И Фомка, хоть и удрученный, оттого что сидит на цепи, прижался к ногам Хенна, потом подпрыгнул, словно говоря:

— Учитесь, учитесь, друзья, прилежно! Я тоже буду стараться…

Порой захаживали на школьный двор люди, которые при виде сидящей на цепи собаки начинали лицемерно причитать:

— Ах ты маленький, как тяжело тебе живется!

Им Фомка показывал клыки и лишь ворчал в ответ. Потому что в голосе их слышалась черствость и бесцеремонность. Своим собачьим умом он уже научился различать людей хороших и плохих. С первыми он сходился быстро, а вторых даже не подпускал к себе. Поэтому люди стали поговаривать, что при школе живет умная и злая собака.

Но, несмотря на всю свою премудрость, Фомка делал то же, что делают все посаженные на цепь собаки. В дурном настроении или при плохой погоде он целыми днями не вылезал из будки, не притрагиваясь ни к еде, ни к питью. Случалось даже, что он не замечал самых противных чужаков и не лаял на них. И в школе порой шутили:

— Заупрямился Фомок-Дружок, на свободу хочет…

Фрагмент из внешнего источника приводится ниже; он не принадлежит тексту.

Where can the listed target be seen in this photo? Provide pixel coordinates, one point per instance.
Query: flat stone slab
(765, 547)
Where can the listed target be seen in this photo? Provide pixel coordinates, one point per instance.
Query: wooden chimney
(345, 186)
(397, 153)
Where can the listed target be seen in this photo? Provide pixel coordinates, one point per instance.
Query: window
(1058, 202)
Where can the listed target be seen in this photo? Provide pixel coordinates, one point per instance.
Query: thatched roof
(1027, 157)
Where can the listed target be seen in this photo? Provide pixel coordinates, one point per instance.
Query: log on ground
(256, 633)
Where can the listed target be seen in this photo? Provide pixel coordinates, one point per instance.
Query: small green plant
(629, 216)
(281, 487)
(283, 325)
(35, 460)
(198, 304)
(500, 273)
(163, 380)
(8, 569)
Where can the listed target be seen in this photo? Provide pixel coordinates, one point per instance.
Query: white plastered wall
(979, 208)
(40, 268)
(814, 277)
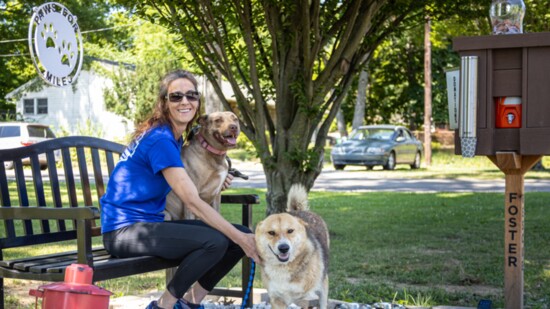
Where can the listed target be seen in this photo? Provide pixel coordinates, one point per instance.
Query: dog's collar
(209, 147)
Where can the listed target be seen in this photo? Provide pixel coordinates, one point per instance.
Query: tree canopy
(301, 56)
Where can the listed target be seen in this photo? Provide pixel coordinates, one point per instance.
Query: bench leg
(2, 293)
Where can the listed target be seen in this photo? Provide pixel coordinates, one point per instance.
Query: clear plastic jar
(507, 16)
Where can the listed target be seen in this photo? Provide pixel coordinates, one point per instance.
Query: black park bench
(60, 203)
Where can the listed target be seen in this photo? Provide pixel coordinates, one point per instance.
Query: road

Он хотел, конечно. Но не отпускали. Хозяйка, коварная, в таких случаях даже еду «забывала» приносить и, проходя мимо будки, только поддразнивала:

— Дремлешь, Фомок? Спи, спи… Есть захочешь — вылезешь!

И она была права. За два дня безделье так надоело Фомке, что он разозлился и стал с лаем бросаться на каждого чужака. Тогда его снова стали гладить и угощать вкусными кусочками:

— Молодец, Фомок-Дружок! Так их…

И тут у Фомки обнаружились черты настоящей дворовой собаки. По ночам его чуткий слух улавливал все вокруг: что происходило во дворе, и что случалось на дороге, и чем занимались в соседних домах. Зачастую он лаял ночь напролет и тогда в доме говорили: кукует, как кукушка.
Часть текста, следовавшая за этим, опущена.